Out west, everything is huge. The oysters? Like saucers. King crab legs? Long as your arm. The amenities at the Salish Lodge — a 45-minute drive from Seattle, and a recent much-needed pit stop before dropping off my daughter Lucy at college 2,700 miles from our Brooklyn Heights home — are no different. From the jumbo-size beds and Jacuzzi tubs to endless forest views, this hotel goes big. But the property’s most prominent feature is undoubtedly the adjacent Snoqualmie Falls, whose 270-foot drop dwarfs Niagara by over 100 feet.
As soon as we – my husband, Lucy, older daughter Maggie, and I — arrived, we headed toward the falls, wending our way to the bottom through a mile of forest and snacking on wild blackberries along the way. En route, we spotted a storybook’s worth of native fauna: jumping fish, dozens of ducks, and lazily circling raptors above the treetops—but sadly, no bear or Sasquatch sightings.
Back at the lodge, we partook in all the creature comforts the hotel has to offer, beginning with breakfast of eggs Benedict with crab and salmon instead of ham (Predictably, the portions were gigantic). To top it off, our server drizzled a perfect “waterfall” of honey — harvested from Salish’s own hives — onto hot, buttery biscuits.
Next on the agenda: the spa, which channels the surrounding great outdoors with its woody scent and locally sourced, ingredient-rich treatments. Maggie got the honey and oatmeal facial (using more Salish-sourced sweetener). Lucy chose the antioxidant-filled “Damn Good Coffee” facial– named after the catchphrase of Kyle MacLachlan’s character in Twin Peaks, which was filmed at the lodge – and chased it with a body rub infused with local Rainier and Bing cherries. Between treatments, the fam gathered under a mini-waterfall in one of the spa’s two hot mineral baths.
After pausing for complimentary strawberry smoothies, we moved on to the massage rooms, where I unwove tension I didn’t know I had (the “tranquility” massage with lavender aromatherapy is as knot-melting as it sounds). As I listened to the roaring falls right outside the room, I felt my travel-induced kinks disperse, and even the anxiety of leaving my daughter thousands of miles from home lessen.

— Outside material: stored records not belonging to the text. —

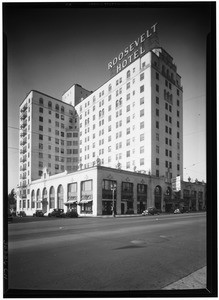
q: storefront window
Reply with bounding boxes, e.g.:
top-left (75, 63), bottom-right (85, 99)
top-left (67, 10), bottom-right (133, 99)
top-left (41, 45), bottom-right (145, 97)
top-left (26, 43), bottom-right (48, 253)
top-left (49, 186), bottom-right (55, 208)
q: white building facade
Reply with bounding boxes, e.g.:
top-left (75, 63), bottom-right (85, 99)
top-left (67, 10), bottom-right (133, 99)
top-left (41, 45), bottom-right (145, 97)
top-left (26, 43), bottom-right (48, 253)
top-left (17, 34), bottom-right (205, 216)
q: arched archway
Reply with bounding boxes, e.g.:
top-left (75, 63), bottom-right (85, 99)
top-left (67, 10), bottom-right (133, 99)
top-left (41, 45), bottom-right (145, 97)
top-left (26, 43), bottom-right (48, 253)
top-left (57, 184), bottom-right (64, 209)
top-left (154, 185), bottom-right (162, 210)
top-left (36, 189), bottom-right (41, 209)
top-left (49, 186), bottom-right (55, 208)
top-left (163, 186), bottom-right (173, 212)
top-left (31, 190), bottom-right (36, 208)
top-left (42, 188), bottom-right (48, 213)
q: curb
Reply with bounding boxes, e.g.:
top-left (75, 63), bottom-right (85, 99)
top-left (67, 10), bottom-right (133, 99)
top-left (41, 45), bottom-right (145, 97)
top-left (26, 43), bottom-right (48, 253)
top-left (162, 266), bottom-right (207, 290)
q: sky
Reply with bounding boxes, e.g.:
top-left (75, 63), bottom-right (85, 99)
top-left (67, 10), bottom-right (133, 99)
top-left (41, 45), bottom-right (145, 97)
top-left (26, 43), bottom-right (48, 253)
top-left (3, 2), bottom-right (211, 191)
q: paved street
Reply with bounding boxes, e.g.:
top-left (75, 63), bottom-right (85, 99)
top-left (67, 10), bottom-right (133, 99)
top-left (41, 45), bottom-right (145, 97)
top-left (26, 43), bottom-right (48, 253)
top-left (8, 213), bottom-right (206, 291)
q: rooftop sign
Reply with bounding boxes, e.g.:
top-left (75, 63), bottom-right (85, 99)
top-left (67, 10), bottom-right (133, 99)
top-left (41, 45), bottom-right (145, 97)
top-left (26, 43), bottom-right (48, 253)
top-left (108, 23), bottom-right (158, 76)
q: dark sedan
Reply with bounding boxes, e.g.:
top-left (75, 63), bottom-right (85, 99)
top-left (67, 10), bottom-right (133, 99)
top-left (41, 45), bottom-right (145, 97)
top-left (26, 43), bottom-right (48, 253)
top-left (48, 208), bottom-right (65, 218)
top-left (33, 210), bottom-right (44, 217)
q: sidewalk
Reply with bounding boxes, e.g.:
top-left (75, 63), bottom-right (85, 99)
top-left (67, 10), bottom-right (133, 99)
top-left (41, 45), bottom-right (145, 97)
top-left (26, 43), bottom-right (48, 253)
top-left (162, 267), bottom-right (207, 290)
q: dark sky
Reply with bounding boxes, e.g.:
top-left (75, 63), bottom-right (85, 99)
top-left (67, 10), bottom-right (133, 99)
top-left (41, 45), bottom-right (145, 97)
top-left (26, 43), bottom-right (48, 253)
top-left (3, 2), bottom-right (214, 187)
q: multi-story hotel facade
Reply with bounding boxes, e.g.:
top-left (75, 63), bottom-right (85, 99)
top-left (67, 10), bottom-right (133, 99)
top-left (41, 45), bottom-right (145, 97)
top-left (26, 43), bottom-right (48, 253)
top-left (17, 24), bottom-right (205, 216)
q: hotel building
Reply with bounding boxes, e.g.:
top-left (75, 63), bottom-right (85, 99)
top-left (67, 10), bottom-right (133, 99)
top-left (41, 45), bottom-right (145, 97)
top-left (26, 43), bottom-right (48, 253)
top-left (17, 28), bottom-right (205, 216)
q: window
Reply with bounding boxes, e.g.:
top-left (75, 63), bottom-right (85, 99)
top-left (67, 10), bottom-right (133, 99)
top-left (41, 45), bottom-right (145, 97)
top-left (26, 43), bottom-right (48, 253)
top-left (140, 73), bottom-right (144, 80)
top-left (140, 158), bottom-right (144, 166)
top-left (140, 97), bottom-right (144, 105)
top-left (140, 122), bottom-right (144, 129)
top-left (140, 133), bottom-right (144, 142)
top-left (81, 180), bottom-right (93, 192)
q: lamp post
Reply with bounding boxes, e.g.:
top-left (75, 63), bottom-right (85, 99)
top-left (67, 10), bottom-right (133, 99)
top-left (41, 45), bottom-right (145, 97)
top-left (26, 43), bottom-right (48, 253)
top-left (111, 182), bottom-right (116, 217)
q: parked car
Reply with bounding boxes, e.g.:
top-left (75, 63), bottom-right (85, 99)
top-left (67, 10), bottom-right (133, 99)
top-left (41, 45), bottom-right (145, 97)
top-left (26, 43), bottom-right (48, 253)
top-left (48, 208), bottom-right (65, 218)
top-left (17, 210), bottom-right (26, 217)
top-left (173, 207), bottom-right (189, 214)
top-left (65, 210), bottom-right (78, 218)
top-left (33, 210), bottom-right (44, 217)
top-left (142, 207), bottom-right (160, 216)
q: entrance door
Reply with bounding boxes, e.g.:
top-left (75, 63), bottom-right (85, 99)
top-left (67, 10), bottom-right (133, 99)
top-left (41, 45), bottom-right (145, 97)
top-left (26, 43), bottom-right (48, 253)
top-left (42, 198), bottom-right (47, 214)
top-left (121, 203), bottom-right (125, 215)
top-left (102, 201), bottom-right (112, 215)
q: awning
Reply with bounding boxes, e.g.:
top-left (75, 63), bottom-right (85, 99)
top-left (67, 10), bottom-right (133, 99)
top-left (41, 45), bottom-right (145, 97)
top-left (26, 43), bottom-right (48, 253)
top-left (78, 199), bottom-right (93, 205)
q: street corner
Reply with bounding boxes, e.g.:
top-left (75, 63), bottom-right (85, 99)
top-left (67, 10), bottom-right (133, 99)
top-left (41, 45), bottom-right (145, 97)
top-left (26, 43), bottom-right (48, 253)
top-left (162, 266), bottom-right (207, 290)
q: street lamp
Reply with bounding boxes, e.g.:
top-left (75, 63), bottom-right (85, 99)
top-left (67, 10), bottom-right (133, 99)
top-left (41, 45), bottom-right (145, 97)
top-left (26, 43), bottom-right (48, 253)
top-left (111, 182), bottom-right (116, 217)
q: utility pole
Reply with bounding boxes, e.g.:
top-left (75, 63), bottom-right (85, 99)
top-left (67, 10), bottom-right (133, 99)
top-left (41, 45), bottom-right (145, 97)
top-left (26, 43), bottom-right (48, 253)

In our blissed-out post-spa state, we had dinner at Salish’s Dining Room, showcasing hearty Northwest cuisine. My husband and Maggie shared a 28-ounce, 28-day-aged porterhouse with horseradish crème fraîche dipping sauce. Lucy started with sweet corn and crab bisque before moving onto (enormous) sea scallops with peach compote and seared bacon. With trout on my mind since our hike to the river, I ordered a subtle and delicious grilled whole fish stuffed with (yet more) crab.
As hummingbirds sipped nectar in the nasturtium outside our window, we toasted (with Salish’s private label Chardonnay and Merlot) to our perfect day, to Lucy’s last days of childhood, and to the great, big west.